Like Dickinson, though less overtly scientific, Diana Khoi Nguyen’s Ghost Of (2018) is where I found deep resonance for her use of personal archives (photographs, memories, notes, etc.) as the foundation for her poetry. At the centre of Ghost Of is the disappearance of a brother by his own choice. Appearing throughout the collection are photographs wherein the brother has been removed, and the poems are built (literally and metaphorically) around those lacunae. For me, Nguyen’s book offers another model of an honest and vulnerable poetics that begins in the personal to offer relatable renderings of loss and longing.

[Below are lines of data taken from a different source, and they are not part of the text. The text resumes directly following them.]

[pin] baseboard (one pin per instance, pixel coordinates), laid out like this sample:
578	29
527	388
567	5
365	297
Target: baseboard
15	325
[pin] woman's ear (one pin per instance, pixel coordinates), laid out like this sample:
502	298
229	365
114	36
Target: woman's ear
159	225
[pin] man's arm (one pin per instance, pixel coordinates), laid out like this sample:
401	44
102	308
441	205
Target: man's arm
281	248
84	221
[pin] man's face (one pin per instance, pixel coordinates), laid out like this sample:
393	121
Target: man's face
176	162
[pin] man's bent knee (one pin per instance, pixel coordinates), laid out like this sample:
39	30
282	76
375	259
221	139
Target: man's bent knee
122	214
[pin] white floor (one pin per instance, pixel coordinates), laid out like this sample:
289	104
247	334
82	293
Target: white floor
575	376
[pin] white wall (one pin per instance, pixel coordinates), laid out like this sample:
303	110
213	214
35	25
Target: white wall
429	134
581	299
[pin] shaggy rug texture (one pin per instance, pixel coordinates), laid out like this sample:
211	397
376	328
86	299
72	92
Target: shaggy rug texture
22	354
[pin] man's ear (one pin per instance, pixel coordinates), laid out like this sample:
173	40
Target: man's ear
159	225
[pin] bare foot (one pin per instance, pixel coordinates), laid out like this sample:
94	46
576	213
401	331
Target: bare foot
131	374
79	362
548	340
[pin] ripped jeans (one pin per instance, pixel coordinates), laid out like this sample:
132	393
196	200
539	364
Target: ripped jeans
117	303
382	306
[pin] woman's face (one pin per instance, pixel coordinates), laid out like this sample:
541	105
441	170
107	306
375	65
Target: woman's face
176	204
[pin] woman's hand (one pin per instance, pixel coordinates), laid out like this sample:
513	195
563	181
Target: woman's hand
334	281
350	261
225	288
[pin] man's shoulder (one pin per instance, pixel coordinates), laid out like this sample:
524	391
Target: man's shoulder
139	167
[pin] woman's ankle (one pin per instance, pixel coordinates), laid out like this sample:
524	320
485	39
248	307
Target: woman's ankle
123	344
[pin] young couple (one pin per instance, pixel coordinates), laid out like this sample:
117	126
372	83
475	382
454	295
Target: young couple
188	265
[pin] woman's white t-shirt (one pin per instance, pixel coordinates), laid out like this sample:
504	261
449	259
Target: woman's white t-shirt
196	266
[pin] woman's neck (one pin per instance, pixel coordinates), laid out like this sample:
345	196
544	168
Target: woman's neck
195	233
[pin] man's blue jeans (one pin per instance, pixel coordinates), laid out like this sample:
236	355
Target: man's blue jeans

Similarly to Brown, I feel “a tremendous sense of gratitude, to be here in this time, with these particular poets.” In “La Déferlante,” Nicole Brossard writes, “Influence is related to admiration. I would like to write like you. You are exploring what I would like to dare” (83). Brossard precisely articulates what I seek when I read. All of these writers have done something that I would like to dare to do, and I have turned to them to learn how to do it. I find consonance with their language and modes that, in turn, provide my language its own possibility. It is with other poets that a poem begins.

 

 

 

 

Eric Schmaltz is the author of Borderblur Poetics: Intermedia and Avant-gardism in Canada, 1963-1988 (University of Calgary Press), Surfaces (Invisible Publishing), and the forthcoming I Confess (Coach House Books). He is the editor of Another Order: Selected Works of Judith Copithorne (Talonbooks) and co-editor of I Want to Tell You Love by bill bissett and Milton Acorn. His creative work has been published, exhibited, and performed nationally and internationally. He lives in Kjipuktuk.